The single nucleotide substitution in the gene called ADAMTSL2 that causes Musladin-Lueke Syndrome (MLS) in many breeds is recessive. This means that dogs that carry two copies of the mutation (homozygotes) will almost certainly develop MLS during their lives. Dogs that carry a single copy of the mutation (also known as carriers or heterozygotes) will not develop MLS as a result of the ADAMTSL2 mutation, but they will pass the mutation onto about half of any offspring they have. Breeding dogs that will not develop MLS should be the breeder’s priority, with a reduction in mutation frequency within the whole breed being the secondary, longer-term target.
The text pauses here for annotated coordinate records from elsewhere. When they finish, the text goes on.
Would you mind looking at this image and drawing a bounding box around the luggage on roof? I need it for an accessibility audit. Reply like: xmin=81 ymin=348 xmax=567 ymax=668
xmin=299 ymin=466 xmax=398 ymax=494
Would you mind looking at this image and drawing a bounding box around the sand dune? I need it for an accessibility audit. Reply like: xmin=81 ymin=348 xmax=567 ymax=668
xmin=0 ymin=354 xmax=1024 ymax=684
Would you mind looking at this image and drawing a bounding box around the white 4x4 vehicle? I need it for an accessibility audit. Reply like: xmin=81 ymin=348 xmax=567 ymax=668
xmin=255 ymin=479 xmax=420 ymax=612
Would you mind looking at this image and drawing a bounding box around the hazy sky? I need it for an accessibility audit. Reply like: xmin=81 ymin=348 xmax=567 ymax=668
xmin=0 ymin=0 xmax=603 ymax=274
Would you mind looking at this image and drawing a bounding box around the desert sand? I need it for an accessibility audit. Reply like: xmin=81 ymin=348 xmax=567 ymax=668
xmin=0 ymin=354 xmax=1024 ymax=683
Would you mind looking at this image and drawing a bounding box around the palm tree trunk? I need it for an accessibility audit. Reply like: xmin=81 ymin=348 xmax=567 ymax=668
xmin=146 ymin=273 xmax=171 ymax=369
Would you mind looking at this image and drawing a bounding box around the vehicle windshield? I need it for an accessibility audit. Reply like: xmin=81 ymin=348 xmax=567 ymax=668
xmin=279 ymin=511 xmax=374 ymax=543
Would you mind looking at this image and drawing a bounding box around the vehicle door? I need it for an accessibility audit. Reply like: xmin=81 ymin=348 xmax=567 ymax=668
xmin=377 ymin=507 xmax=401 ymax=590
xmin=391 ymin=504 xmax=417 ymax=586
Carriers can be bred from safely, provided they are mated to a dog that has also been tested and is clear of the ADAMTSL2 mutation (i.e. carry no copies of the mutation). If a carrier is mated to a clear dog approximately half of the resulting puppies will also be carriers, so should be tested themselves prior to breeding. Breeding carriers to tested, clear dogs is safe, in terms of avoiding dogs affected with MLS, and will help to maintain the genetic diversity of a breed. It is therefore encouraged, particularly in the first few generations following the availability of a new genetic test, so that other desirable characteristics and traits can be preserved before the frequency of the disease mutation within the breed is gradually reduced.